The NAACP has always fought for a government that treats its citizens equally. If we are to remain true to our objective of equal protection for all, then we must come to terms with marriage equality as a right for every person. In short, one can be religiously and culturally hetero-centric without being legally and constitutionally homophobic.
The NAACP board has heard the argument that marriage equality undermines the institution of marriage, but we also recognize that the highest rate for domestic violence, unwed parenthood and divorce sits well within the nation’s Bible belt, where there is greatest resistance to marriage equality.  Logic suggests that any genuine effort to defend marriage on a legal level must begin with an attack upon the high divorce rate, the scourge of domestic violence, and the crippling impact of unwed parenthood. However, we are not faced today with a flurry of laws seeking to restrict these events. The question is why not?
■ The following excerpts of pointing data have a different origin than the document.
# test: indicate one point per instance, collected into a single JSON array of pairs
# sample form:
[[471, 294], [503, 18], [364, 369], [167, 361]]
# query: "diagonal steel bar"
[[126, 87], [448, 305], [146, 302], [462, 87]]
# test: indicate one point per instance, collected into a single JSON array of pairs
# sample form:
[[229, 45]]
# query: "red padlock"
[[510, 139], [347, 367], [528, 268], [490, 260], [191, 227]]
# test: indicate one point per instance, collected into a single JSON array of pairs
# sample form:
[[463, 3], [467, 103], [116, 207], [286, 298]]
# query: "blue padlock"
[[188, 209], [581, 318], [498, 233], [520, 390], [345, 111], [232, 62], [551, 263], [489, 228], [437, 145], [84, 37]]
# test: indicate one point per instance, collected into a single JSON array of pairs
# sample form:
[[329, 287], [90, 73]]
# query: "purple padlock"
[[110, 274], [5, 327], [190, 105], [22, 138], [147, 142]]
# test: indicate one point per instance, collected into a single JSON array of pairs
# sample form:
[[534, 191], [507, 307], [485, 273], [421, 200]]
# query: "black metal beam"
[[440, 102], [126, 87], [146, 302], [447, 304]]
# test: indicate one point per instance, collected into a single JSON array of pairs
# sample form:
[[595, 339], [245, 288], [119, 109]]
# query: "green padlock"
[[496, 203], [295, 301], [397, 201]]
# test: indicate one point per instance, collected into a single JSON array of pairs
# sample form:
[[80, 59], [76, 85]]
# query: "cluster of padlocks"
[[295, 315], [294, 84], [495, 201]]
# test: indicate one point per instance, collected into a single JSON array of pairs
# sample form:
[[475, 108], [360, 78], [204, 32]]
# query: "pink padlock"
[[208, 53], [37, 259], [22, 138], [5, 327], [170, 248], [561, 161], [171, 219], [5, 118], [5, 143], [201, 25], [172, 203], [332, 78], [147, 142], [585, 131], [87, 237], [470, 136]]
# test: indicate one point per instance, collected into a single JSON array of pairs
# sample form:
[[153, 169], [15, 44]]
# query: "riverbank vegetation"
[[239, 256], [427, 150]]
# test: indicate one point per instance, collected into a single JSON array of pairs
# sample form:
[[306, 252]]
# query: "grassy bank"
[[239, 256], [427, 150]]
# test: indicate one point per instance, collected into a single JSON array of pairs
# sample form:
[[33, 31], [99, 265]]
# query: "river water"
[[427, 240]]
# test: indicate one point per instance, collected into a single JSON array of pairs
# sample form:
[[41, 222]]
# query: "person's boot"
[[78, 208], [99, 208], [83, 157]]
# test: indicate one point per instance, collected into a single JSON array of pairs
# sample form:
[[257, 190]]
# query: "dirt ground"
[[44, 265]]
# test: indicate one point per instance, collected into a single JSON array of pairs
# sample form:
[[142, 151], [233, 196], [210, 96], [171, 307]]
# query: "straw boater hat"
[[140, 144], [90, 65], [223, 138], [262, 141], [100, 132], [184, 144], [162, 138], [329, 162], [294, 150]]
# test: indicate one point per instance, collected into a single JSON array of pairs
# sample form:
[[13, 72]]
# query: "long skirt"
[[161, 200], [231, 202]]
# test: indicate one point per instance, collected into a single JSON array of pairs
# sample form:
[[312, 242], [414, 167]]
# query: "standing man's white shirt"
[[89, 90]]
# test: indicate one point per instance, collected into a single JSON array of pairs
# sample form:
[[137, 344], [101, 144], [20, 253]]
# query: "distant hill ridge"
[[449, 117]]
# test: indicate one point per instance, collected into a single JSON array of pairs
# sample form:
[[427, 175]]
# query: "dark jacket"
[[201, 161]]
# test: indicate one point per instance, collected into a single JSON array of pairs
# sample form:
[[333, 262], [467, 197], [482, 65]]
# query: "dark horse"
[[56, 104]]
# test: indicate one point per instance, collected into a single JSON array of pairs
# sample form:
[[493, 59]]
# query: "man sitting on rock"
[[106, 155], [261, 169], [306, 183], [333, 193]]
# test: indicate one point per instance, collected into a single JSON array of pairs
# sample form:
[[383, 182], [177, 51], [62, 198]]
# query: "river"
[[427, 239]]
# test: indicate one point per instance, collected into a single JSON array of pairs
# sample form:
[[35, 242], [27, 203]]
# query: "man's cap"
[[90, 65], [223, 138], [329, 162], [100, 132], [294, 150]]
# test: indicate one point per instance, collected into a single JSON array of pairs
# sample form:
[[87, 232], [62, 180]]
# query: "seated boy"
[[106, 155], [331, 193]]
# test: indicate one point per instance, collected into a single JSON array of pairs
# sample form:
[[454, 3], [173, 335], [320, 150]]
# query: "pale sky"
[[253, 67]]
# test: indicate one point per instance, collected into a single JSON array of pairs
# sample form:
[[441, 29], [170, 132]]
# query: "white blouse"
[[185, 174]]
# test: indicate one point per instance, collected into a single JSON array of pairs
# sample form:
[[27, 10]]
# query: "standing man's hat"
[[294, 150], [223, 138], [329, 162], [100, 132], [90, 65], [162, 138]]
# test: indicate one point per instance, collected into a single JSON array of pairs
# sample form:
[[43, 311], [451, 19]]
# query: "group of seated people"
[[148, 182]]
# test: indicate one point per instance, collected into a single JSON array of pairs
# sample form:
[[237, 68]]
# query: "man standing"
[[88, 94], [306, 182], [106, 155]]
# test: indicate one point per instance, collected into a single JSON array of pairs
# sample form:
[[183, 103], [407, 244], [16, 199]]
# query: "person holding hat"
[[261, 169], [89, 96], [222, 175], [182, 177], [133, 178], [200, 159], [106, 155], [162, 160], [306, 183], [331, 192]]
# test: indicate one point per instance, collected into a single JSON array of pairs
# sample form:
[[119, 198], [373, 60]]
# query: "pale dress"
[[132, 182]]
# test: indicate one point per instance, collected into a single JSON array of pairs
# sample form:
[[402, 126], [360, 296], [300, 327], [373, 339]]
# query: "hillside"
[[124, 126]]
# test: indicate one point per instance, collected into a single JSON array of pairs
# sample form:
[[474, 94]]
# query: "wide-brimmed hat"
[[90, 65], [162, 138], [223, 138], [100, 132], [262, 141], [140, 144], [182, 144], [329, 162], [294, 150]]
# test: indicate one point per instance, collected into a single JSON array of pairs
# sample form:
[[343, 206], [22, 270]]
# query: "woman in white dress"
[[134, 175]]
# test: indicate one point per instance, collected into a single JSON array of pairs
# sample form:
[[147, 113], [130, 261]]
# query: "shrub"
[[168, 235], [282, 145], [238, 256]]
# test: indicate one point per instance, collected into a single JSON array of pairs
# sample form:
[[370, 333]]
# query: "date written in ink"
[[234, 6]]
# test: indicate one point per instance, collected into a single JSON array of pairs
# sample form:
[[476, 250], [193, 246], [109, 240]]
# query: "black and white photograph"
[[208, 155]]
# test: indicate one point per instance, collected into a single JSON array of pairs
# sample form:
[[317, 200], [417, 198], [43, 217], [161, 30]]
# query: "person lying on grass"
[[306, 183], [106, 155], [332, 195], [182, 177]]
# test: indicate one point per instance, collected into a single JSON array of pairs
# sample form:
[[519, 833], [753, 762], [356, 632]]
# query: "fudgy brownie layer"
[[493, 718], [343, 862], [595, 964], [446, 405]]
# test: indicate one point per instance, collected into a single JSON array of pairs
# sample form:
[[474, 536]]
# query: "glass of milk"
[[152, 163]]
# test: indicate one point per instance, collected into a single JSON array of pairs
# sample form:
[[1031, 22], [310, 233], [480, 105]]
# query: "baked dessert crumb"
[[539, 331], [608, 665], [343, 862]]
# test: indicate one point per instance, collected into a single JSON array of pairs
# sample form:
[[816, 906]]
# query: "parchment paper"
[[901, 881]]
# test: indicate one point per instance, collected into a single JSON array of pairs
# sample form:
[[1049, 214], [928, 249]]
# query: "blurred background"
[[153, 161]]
We must conclude that the LGBT community is instead just one more social class targeted with discrimination. The recent call for war against marriage equality amounts to a war on yet another minority. It is a war that seeks to isolate us from one another, as it has attempted to isolate us from our Latino brethren, and from economically underprivileged Caucasians. We have seen this tactic in the past, and we must not again fall victim to it. LGBT persons are our sons, our daughters, our family members, our co-workers and our fellow church members.
The NAACP has and must always speak out against attempts by the government to codify discrimination against any group, including efforts to restrict marriage equality at the state and federal level.
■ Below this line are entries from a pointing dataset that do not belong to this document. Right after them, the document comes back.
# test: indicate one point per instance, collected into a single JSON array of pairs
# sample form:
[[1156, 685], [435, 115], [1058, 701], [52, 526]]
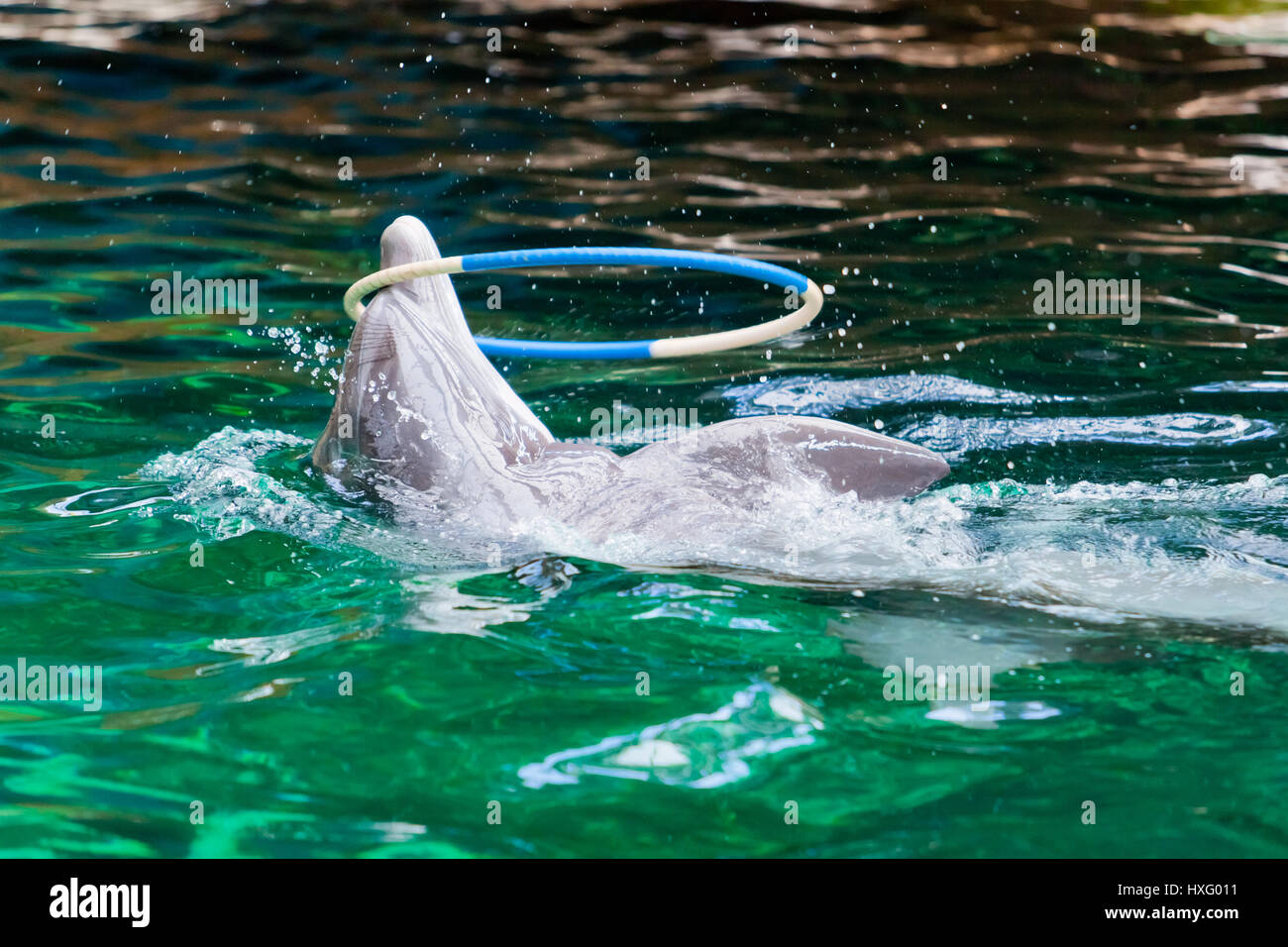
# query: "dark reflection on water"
[[1115, 162]]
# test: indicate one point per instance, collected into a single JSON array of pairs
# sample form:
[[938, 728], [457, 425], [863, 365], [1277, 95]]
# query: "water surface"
[[1112, 541]]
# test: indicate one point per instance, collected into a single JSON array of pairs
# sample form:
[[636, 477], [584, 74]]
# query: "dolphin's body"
[[419, 402]]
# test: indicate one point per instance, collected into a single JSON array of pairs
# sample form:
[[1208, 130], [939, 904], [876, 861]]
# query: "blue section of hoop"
[[613, 257]]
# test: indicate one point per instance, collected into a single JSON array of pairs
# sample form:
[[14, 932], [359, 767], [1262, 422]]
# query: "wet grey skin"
[[419, 402]]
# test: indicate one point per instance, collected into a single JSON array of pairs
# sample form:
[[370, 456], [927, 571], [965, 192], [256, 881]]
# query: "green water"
[[1112, 541]]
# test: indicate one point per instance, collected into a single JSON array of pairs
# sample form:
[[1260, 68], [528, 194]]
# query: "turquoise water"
[[334, 681]]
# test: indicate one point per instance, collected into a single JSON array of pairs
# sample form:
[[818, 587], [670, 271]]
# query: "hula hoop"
[[811, 298]]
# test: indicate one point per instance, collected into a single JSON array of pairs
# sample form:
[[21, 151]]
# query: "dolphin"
[[419, 405]]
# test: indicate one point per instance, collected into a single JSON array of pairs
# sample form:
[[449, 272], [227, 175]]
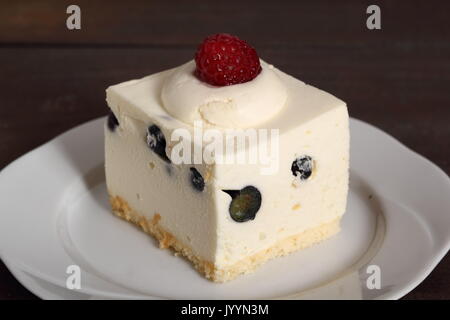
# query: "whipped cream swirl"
[[237, 106]]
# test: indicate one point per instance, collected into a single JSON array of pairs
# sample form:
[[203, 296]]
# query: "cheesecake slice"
[[227, 217]]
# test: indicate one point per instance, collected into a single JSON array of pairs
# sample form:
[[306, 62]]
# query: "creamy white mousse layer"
[[311, 122], [237, 106]]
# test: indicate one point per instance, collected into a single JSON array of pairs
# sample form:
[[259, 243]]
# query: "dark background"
[[397, 78]]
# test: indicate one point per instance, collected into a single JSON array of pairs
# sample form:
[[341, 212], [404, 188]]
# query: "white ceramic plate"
[[54, 213]]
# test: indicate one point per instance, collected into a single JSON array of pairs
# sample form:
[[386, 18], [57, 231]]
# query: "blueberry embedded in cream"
[[224, 228]]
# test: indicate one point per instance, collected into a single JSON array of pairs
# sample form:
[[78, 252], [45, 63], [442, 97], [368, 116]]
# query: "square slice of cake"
[[226, 216]]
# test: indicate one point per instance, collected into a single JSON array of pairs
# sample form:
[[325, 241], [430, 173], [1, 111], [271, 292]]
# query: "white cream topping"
[[237, 106]]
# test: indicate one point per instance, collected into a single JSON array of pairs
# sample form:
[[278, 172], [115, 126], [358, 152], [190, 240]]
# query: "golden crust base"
[[247, 265]]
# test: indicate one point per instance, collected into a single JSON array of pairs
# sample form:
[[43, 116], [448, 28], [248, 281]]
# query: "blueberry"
[[197, 180], [302, 167], [157, 142], [112, 121], [245, 203]]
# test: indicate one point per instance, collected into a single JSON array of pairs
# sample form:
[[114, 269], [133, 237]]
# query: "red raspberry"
[[223, 60]]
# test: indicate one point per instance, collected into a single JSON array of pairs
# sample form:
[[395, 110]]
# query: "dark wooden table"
[[397, 78]]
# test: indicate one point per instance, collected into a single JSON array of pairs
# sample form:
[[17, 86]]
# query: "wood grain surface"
[[396, 78]]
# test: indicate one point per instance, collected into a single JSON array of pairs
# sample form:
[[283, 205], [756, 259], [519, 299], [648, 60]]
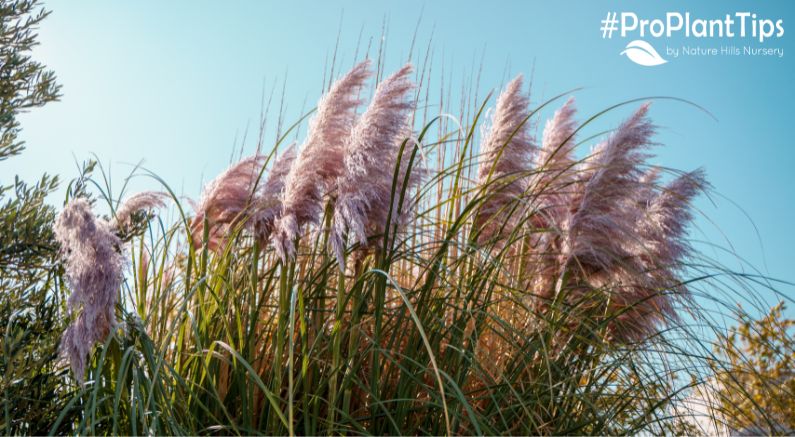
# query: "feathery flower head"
[[320, 160], [505, 154], [370, 156], [91, 255], [597, 231], [226, 200], [268, 205]]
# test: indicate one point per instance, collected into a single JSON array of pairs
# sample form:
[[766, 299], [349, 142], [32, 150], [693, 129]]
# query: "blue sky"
[[175, 83]]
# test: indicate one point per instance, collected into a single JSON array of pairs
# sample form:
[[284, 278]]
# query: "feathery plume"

We followed strong NAACP principles in our fight against laws restricting inter-racial marriage and other Jim Crow laws, and NAACP principles have proven sturdier than the notions of the vocally intolerant, leading the way to a new, more tolerant society.
Our mothers and fathers can remember when it was considered culturally abhorrent for blacks and whites to marry; when such intermingling was considered atrocious and harmful to the whole of society in the eyes of the law. The NAACP and its members were among the few who heralded this social evolution.
Then and now, we must not align ourselves with any effort to codify discrimination but instead to speak out on advancing equal treatment under the law.